Whilst auditing systems were improving since the change of the nominated individual in November 2024, previous governance systems were ineffective and had failed to recognise a range of shortfalls in people’s care and the management of the service. As some of these systems remained in use when we inspected issues with the quality of care continued. The registered manager was not working to the provider’s governance and risk policy dated November 2024 to mitigate risks in the service. Records were not accurate, comprehensive assessments were not carried out, risks to people were not managed and people were not safeguarded from abuse. The lack of effective auditing failed to ensure medicines were administered in line with the provider’s policy, accident and incidents were not managed to prevent reoccurrence and appropriate numbers of skilled and competent staff were not provided to safely and effectively meet people’s needs.

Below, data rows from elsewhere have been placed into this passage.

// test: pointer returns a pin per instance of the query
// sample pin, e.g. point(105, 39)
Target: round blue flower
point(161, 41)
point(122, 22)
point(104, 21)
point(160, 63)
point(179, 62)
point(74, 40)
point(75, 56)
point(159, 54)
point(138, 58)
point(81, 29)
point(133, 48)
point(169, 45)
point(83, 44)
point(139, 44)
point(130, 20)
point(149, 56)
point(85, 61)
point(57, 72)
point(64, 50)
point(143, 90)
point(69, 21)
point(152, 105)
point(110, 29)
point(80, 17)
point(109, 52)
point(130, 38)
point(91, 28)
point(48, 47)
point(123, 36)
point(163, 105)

Partnerships and communities
The provider did not understand their duty to collaborate and work in partnership, so services work seamlessly for people. They did not share information and learning with partners or collaborate for improvement.
We received limited feedback from professionals in relation to their recent engagement with staff at the service. We saw in records viewed a visiting GP was happy with the care provided to a person. However, there was a failure by the service to recognise and report incidents to the Local Authority Safeguarding Team to enable the local authority to have an effective overview of safeguarding concerns about the service and promote partnership working.
Learning, improvement and innovation
The provider did not focus on continuous learning, innovation and improvement across the organisation and local system. They did not encourage creative ways of delivering equality of experience, outcome and quality of life for people. They did not actively contribute to safe, effective practice and research.
The service failed to learn from a choking incident in the service with the measures put in place not embedded in practice or monitored to be assured of learning and improvement. As a result, people remained at risk of choking. Other incidents such as concerns about staff’s practice were not investigated and where the registered manager had agreed increased supervision of a staff member, this had not happened. These practices did not promote learning and improvement, which impacted on people’s safety.